Na edição da última semana vimos que o Senhor se apropria de algumas de nossas realidades carnais (água, pão, vinho, azeite, homem e mulher, coração contrito), as associa a seu Corpo em crescimento e a faz participar de sua irradiação vivificante. Assim, o que chamamos de sacramentos, são, na verdade, as ações deificantes do Corpo de Cristo em nossa própria humanidade.” (2009, p.97).
Por essa razão, tanto Tra le solecitudini quanto Sacrosanctum Concilium (SC) afirmam que a fonte da identidade dos cristãos é a participação na Liturgia. Mas por que? O Concílio estipula no proêmio a relação entre Liturgia e vida cristã: “A Liturgia […] contribui sumamente para que os fiéis exprimam na vida e manifestem aos outros o Mistério de Cristo[…]”. Para lermos adequadamente este excerto da Constituição, é preciso precisar o significado da palavra latina confert. Ela não significa apenas contribuir, mas também e sobretudo conferir, levar, conduzir. Numa tradução mais livre, porém não menos exata, podemos dizer que a Liturgia conduz ou conecta a vida dos fiéis também em sua relação com os outros, com o Mistério de Cristo de uma forma tal, que nenhuma outra atividade eclesial pode fazê-lo. As celebrações do Mistério de Cristo, em sua dinâmica ritual, conferem aos fiéis a vida divina. Dito de outro modo, santificam-nos.
Para Tomás de Aquino os sacramentos significam aquilo que aconteceu em Cristo e realizam nos fiéis que os celebram aquilo que se deu no Filho . Eles explicitam a presença atuante de Jesus: “os [sacramentos] da nova Lei são aptos para mostrá-la [a graça] presente. Entrelaçam-se sinal e causa. O sinal dá a conhecer, a causa refere-se à operacionalidade do que é conhecido. Dito de outra forma, a sacramentalidade consta – na ótica tomásica – de dois aspectos: um cognitivo, da acessibilidade da inteligência ao conhecimento daquilo que se deu em Jesus mediante o sinal sensível e, simultaneamente, da comunicação do que é conhecido ao fiel que celebra. Daniélou aborda esta questão em seu Bíblia e Liturgia. Na introdução, resgata a compreensão escolástica de que os sacramentos causam à medida que significam (significando causant). A eficiência sacramental não tem a ver com um raciocínio sobre a vida de Jesus, com a qual o fiel toma contato ao celebrar. Como dirá Chauvet, trata-se de reconduzir a humanidade do fiel à sua fonte, que é humanidade do Filho tal e qual se nos é apresentada no Evangelho (2010, p.107). E isso se faz não pela “palavra”, enquanto uma explicação ou explanação teórica, mas pela ação, pelo atuar de Cristo em nós, e é disso que se trata a Liturgia (2010, p. 110). Deste modo, falar da santidade à qual todos somos vocacionados em chave litúrgico-sacramental tem a ver com tomar contato com o Evangelho à maneira própria dos sinais litúrgicos, segundo a maneira que têm de mediar a transformação do discípulo e discípula conforme a imagem de seu Mestre.

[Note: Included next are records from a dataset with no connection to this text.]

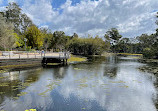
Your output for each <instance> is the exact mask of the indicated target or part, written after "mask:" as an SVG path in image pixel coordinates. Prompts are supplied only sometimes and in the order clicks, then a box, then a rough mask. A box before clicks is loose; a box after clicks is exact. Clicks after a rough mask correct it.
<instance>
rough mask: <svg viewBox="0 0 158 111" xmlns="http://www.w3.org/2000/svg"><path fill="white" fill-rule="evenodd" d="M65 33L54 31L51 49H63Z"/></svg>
mask: <svg viewBox="0 0 158 111" xmlns="http://www.w3.org/2000/svg"><path fill="white" fill-rule="evenodd" d="M65 36H66V35H65V33H64V32H63V31H55V32H54V33H53V37H52V38H51V45H50V47H51V48H54V49H58V50H62V49H65V42H66V41H65V39H64V37H65Z"/></svg>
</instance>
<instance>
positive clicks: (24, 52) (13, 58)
mask: <svg viewBox="0 0 158 111" xmlns="http://www.w3.org/2000/svg"><path fill="white" fill-rule="evenodd" d="M68 58H70V53H69V52H42V51H34V52H25V51H1V52H0V66H6V65H20V64H34V63H38V64H41V63H42V65H47V63H63V64H67V59H68Z"/></svg>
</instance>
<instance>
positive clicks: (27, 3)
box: [22, 0, 58, 25]
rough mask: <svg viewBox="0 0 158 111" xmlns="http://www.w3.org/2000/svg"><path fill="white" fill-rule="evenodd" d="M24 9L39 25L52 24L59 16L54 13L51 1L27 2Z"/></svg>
mask: <svg viewBox="0 0 158 111" xmlns="http://www.w3.org/2000/svg"><path fill="white" fill-rule="evenodd" d="M22 9H23V11H24V12H25V13H27V14H28V16H29V17H30V18H31V19H32V20H33V21H34V23H35V24H37V25H41V24H45V23H48V22H51V21H52V20H53V19H54V17H56V15H57V14H58V12H54V11H53V7H52V5H51V1H50V0H49V1H48V0H47V1H45V0H36V1H34V3H32V1H31V0H29V1H25V2H24V5H23V7H22Z"/></svg>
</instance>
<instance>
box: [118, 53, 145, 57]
mask: <svg viewBox="0 0 158 111" xmlns="http://www.w3.org/2000/svg"><path fill="white" fill-rule="evenodd" d="M117 55H126V56H130V55H132V56H143V54H132V53H117Z"/></svg>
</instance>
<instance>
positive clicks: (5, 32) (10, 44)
mask: <svg viewBox="0 0 158 111" xmlns="http://www.w3.org/2000/svg"><path fill="white" fill-rule="evenodd" d="M0 41H1V42H0V46H1V47H3V48H4V49H5V50H7V49H8V50H11V49H12V48H13V46H14V45H15V33H14V31H13V25H12V24H11V23H7V22H5V19H4V17H3V16H2V15H1V14H0Z"/></svg>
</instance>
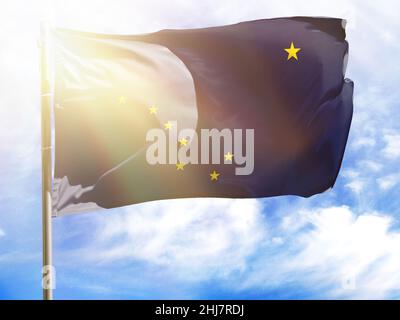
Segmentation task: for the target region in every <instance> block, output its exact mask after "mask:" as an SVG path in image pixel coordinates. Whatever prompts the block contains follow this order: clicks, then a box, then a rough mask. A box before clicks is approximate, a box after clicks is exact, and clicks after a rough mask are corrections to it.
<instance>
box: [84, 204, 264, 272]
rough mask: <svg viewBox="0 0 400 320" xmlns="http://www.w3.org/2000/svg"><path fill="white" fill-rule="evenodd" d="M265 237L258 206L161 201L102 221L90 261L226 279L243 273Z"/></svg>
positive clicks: (96, 232) (88, 255) (133, 208)
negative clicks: (218, 276) (168, 269)
mask: <svg viewBox="0 0 400 320" xmlns="http://www.w3.org/2000/svg"><path fill="white" fill-rule="evenodd" d="M265 236H266V228H265V223H264V220H263V219H262V214H261V208H260V203H259V202H258V201H256V200H228V199H198V200H176V201H161V202H154V203H150V204H145V205H139V206H135V207H129V208H127V209H125V210H123V211H122V212H121V213H118V214H113V215H112V217H110V216H108V215H104V216H101V217H100V219H99V225H98V228H97V230H96V236H95V238H96V239H95V241H94V246H95V248H90V249H89V250H88V251H89V253H88V256H87V257H88V258H89V259H91V260H94V261H97V262H111V261H116V260H120V259H133V260H139V261H140V260H142V261H147V262H150V263H153V264H156V265H160V266H163V267H166V268H168V267H173V268H174V269H175V270H176V269H178V268H179V269H181V272H186V271H189V272H190V273H196V274H199V273H200V274H203V273H204V274H207V275H208V276H209V275H210V273H213V272H217V271H218V272H221V273H223V274H226V273H230V272H231V271H234V270H242V269H243V268H245V267H246V265H245V264H246V257H248V256H249V255H251V254H252V253H253V252H254V250H255V249H256V248H257V246H258V244H259V243H260V242H262V241H263V239H264V237H265ZM99 247H100V248H101V249H100V250H99V249H98V248H99Z"/></svg>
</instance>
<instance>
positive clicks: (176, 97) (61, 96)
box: [53, 17, 353, 215]
mask: <svg viewBox="0 0 400 320" xmlns="http://www.w3.org/2000/svg"><path fill="white" fill-rule="evenodd" d="M344 27H345V24H344V21H343V20H341V19H332V18H306V17H294V18H281V19H271V20H258V21H250V22H243V23H239V24H235V25H229V26H222V27H212V28H203V29H187V30H162V31H159V32H155V33H150V34H143V35H133V36H130V35H102V34H93V33H86V32H78V31H70V30H64V29H56V30H55V31H54V34H53V36H54V43H55V46H54V48H55V59H54V60H55V66H54V67H55V69H54V71H55V96H54V115H55V170H54V182H53V184H54V190H53V207H54V208H53V214H54V215H62V214H65V213H69V212H79V211H83V210H91V209H95V208H114V207H119V206H124V205H129V204H134V203H140V202H145V201H151V200H161V199H174V198H188V197H228V198H257V197H270V196H279V195H299V196H304V197H308V196H311V195H314V194H317V193H320V192H323V191H325V190H327V189H329V188H331V187H333V185H334V183H335V180H336V178H337V176H338V172H339V169H340V166H341V162H342V158H343V154H344V150H345V146H346V142H347V137H348V133H349V129H350V123H351V118H352V113H353V104H352V97H353V83H352V82H351V81H350V80H348V79H345V69H346V63H347V55H348V43H347V42H346V40H345V29H344Z"/></svg>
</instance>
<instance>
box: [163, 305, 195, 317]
mask: <svg viewBox="0 0 400 320" xmlns="http://www.w3.org/2000/svg"><path fill="white" fill-rule="evenodd" d="M188 312H189V307H168V306H166V305H164V304H163V305H162V306H161V307H156V311H155V314H157V315H160V314H176V315H182V316H183V317H184V318H185V317H186V316H187V314H188Z"/></svg>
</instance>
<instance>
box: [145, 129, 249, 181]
mask: <svg viewBox="0 0 400 320" xmlns="http://www.w3.org/2000/svg"><path fill="white" fill-rule="evenodd" d="M146 141H147V142H152V144H150V145H149V147H148V148H147V151H146V160H147V162H148V163H149V164H151V165H155V164H177V163H178V162H179V163H184V164H188V163H190V164H210V163H211V164H221V163H224V164H235V165H237V166H238V167H237V168H235V174H236V175H250V174H252V173H253V171H254V129H221V130H218V129H200V136H199V135H198V134H197V132H196V131H195V130H194V129H182V130H180V131H179V132H177V122H176V121H171V122H169V130H162V129H160V128H154V129H150V130H149V131H148V132H147V134H146ZM180 142H181V143H180ZM182 142H184V143H182ZM221 146H222V147H223V148H222V149H223V154H221ZM210 153H211V154H210ZM227 155H228V157H227ZM229 155H230V156H229Z"/></svg>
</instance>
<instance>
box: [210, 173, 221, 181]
mask: <svg viewBox="0 0 400 320" xmlns="http://www.w3.org/2000/svg"><path fill="white" fill-rule="evenodd" d="M218 176H219V173H218V172H217V171H215V170H214V171H213V172H211V173H210V177H211V181H217V180H218Z"/></svg>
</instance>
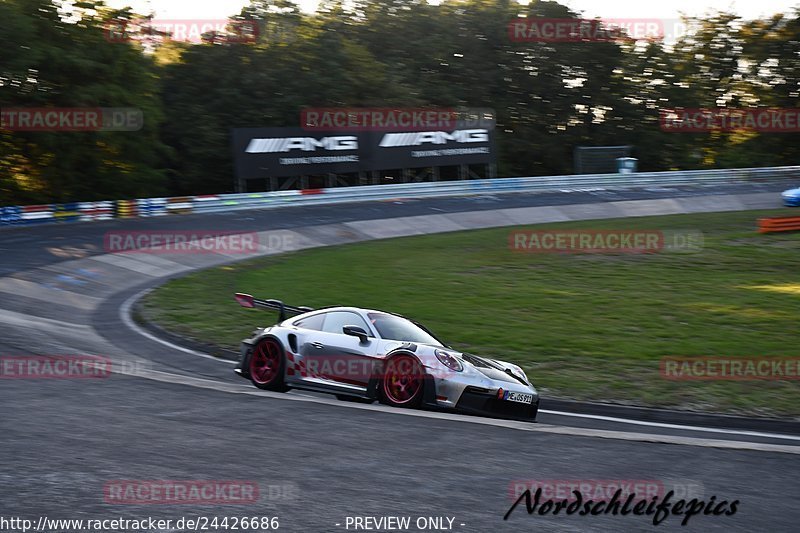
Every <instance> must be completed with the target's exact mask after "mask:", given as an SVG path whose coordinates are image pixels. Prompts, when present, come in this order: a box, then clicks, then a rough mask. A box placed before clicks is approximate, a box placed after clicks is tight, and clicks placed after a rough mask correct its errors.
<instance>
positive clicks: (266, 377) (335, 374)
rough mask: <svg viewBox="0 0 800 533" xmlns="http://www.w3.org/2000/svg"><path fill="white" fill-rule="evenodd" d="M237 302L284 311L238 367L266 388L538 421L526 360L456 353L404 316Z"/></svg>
mask: <svg viewBox="0 0 800 533" xmlns="http://www.w3.org/2000/svg"><path fill="white" fill-rule="evenodd" d="M236 301H237V302H238V303H239V305H241V306H243V307H249V308H256V307H257V308H262V309H271V310H274V311H278V312H279V313H280V318H279V321H278V323H277V324H275V325H273V326H269V327H265V328H258V329H256V330H255V331H254V332H253V335H252V336H251V337H250V338H248V339H245V340H243V341H242V344H241V356H240V359H239V363H238V365H237V366H236V369H235V372H236V373H237V374H238V375H240V376H241V377H243V378H247V379H249V380H250V381H251V382H252V383H253V385H255V386H256V387H258V388H260V389H265V390H271V391H280V392H285V391H288V390H290V389H304V390H311V391H317V392H327V393H332V394H335V395H336V396H337V397H338V398H339V399H341V400H351V401H360V402H367V403H371V402H374V401H376V400H377V401H380V402H382V403H385V404H388V405H392V406H396V407H426V408H433V409H442V410H453V411H459V412H464V413H469V414H477V415H485V416H492V417H498V418H509V419H515V420H525V421H531V422H533V421H535V420H536V415H537V412H538V410H539V394H538V392H537V391H536V388H535V387H534V385H533V383H531V381H530V380H529V379H528V377H527V376H526V375H525V372H523V370H522V369H521V368H520V367H519V366H517V365H515V364H511V363H507V362H503V361H498V360H495V359H489V358H485V357H478V356H476V355H472V354H468V353H464V352H459V351H456V350H454V349H453V348H451V347H449V346H447V345H446V344H444V343H442V342H441V341H440V340H439V339H437V338H436V337H435V336H434V335H433V334H432V333H431V332H430V331H428V330H427V329H426V328H425V327H424V326H422V325H421V324H418V323H417V322H414V321H412V320H409V319H407V318H405V317H402V316H400V315H397V314H394V313H388V312H385V311H378V310H374V309H362V308H358V307H325V308H321V309H311V308H308V307H294V306H289V305H285V304H284V303H283V302H281V301H279V300H264V299H258V298H254V297H253V296H251V295H249V294H242V293H237V294H236ZM288 315H294V316H292V317H291V318H287V316H288Z"/></svg>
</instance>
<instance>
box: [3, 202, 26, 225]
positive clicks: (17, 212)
mask: <svg viewBox="0 0 800 533" xmlns="http://www.w3.org/2000/svg"><path fill="white" fill-rule="evenodd" d="M21 221H22V208H21V207H17V206H14V207H0V226H7V225H10V224H19V223H20V222H21Z"/></svg>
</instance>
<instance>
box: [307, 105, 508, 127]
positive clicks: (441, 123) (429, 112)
mask: <svg viewBox="0 0 800 533" xmlns="http://www.w3.org/2000/svg"><path fill="white" fill-rule="evenodd" d="M495 116H496V114H495V111H494V110H493V109H490V108H436V109H424V108H389V107H385V108H357V107H339V108H330V107H328V108H306V109H303V110H302V111H301V113H300V127H302V128H303V129H306V130H323V131H332V130H335V131H400V130H402V131H404V132H409V131H427V130H447V131H452V130H460V129H473V128H484V129H493V128H494V127H495V123H496V119H495Z"/></svg>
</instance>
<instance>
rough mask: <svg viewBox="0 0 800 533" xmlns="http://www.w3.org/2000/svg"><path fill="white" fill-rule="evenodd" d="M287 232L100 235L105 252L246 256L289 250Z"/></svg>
mask: <svg viewBox="0 0 800 533" xmlns="http://www.w3.org/2000/svg"><path fill="white" fill-rule="evenodd" d="M293 245H294V238H293V236H292V234H290V233H281V234H269V233H267V234H264V235H261V234H259V233H256V232H247V233H239V232H229V231H218V230H177V231H175V230H169V231H167V230H164V231H158V230H152V231H109V232H106V234H105V235H104V238H103V249H104V251H106V252H108V253H146V254H213V253H218V254H233V255H247V254H256V253H258V252H259V251H263V252H269V251H272V252H283V251H288V250H291V249H292V247H293Z"/></svg>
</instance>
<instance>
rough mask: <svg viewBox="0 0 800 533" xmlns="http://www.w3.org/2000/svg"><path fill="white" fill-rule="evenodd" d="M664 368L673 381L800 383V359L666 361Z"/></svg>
mask: <svg viewBox="0 0 800 533" xmlns="http://www.w3.org/2000/svg"><path fill="white" fill-rule="evenodd" d="M660 367H661V376H662V377H663V378H664V379H669V380H673V381H759V380H762V381H775V380H794V381H796V380H800V357H664V358H663V359H661V365H660Z"/></svg>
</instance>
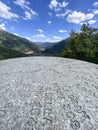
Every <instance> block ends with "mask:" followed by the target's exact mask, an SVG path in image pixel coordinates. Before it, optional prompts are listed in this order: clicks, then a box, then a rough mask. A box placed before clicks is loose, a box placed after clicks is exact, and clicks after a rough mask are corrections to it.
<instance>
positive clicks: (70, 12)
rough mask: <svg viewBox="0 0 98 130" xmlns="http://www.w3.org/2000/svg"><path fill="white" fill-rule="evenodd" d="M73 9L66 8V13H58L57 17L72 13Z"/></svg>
mask: <svg viewBox="0 0 98 130" xmlns="http://www.w3.org/2000/svg"><path fill="white" fill-rule="evenodd" d="M71 12H72V11H71V10H69V9H66V10H65V12H64V13H57V14H56V17H63V18H64V17H65V16H66V15H68V14H69V13H71Z"/></svg>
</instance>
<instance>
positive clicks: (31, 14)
mask: <svg viewBox="0 0 98 130" xmlns="http://www.w3.org/2000/svg"><path fill="white" fill-rule="evenodd" d="M33 16H38V14H37V13H36V12H35V11H33V10H29V11H28V10H26V11H25V18H24V19H25V20H31V19H32V17H33Z"/></svg>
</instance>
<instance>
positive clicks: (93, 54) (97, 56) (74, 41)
mask: <svg viewBox="0 0 98 130" xmlns="http://www.w3.org/2000/svg"><path fill="white" fill-rule="evenodd" d="M61 56H63V57H67V58H75V59H79V60H84V61H89V62H93V63H98V29H97V28H92V27H90V26H89V25H86V24H83V25H82V27H81V31H80V33H76V32H75V31H73V30H71V32H70V38H69V41H68V44H67V46H66V47H65V49H64V50H63V51H62V53H61Z"/></svg>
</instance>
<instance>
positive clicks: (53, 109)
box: [0, 57, 98, 130]
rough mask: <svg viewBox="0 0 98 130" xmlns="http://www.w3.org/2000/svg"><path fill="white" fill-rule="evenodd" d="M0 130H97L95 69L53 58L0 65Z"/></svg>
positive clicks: (88, 64) (97, 103)
mask: <svg viewBox="0 0 98 130" xmlns="http://www.w3.org/2000/svg"><path fill="white" fill-rule="evenodd" d="M0 130H98V65H96V64H92V63H88V62H83V61H78V60H73V59H64V58H57V57H26V58H16V59H9V60H3V61H0Z"/></svg>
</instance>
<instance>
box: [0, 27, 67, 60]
mask: <svg viewBox="0 0 98 130" xmlns="http://www.w3.org/2000/svg"><path fill="white" fill-rule="evenodd" d="M65 46H66V40H63V41H61V42H57V43H50V42H37V43H36V42H35V43H34V42H31V41H29V40H27V39H25V38H22V37H19V36H16V35H14V34H11V33H9V32H6V31H4V30H1V29H0V59H6V58H14V57H21V56H36V55H59V53H60V52H61V51H62V49H63V48H64V47H65Z"/></svg>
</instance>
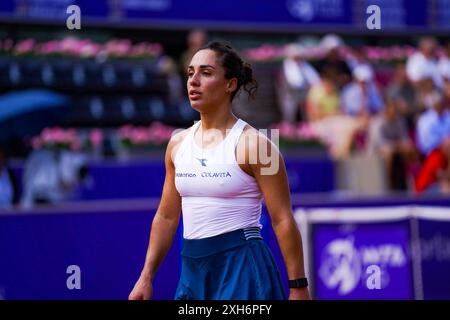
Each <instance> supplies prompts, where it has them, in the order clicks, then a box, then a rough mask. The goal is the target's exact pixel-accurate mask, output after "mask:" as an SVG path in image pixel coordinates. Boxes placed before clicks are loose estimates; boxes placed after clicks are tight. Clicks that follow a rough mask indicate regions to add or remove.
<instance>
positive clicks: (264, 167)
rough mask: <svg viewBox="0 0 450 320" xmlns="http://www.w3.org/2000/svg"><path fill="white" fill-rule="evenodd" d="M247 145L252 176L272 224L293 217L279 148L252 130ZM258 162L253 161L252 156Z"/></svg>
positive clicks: (287, 188) (288, 183)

Voltando à perspectiva de Tomás, ao se celebrarem os sacramentos, é comunicada uma “semelhança com o ser divino” (Summa Liv. IX,Q 62, Art. 2 ). Para ele, o sacramento é instrumento. Esta “instrumentalidade” da celebração (é importante aqui não considerar o sacramento como uma ‘coisa’) está relacionada com a mediação do sinal sensível, próprio de nossa humanidade, pelo qual se entra em contato com a humanidade de Jesus, que por sua vez está unida à sua condição divina. Dito de outra forma, a teologia escolástica entende que a santificação é dom de Deus (origem divina) que chega até nós pela humanidade de Cristo em sua conexão com os sinais sensíveis, que são os sacramentos (Et ideo oportet ut virtus salutífera derivetur a divinitate Christi per eius humanitatem in ipsa sacramenta).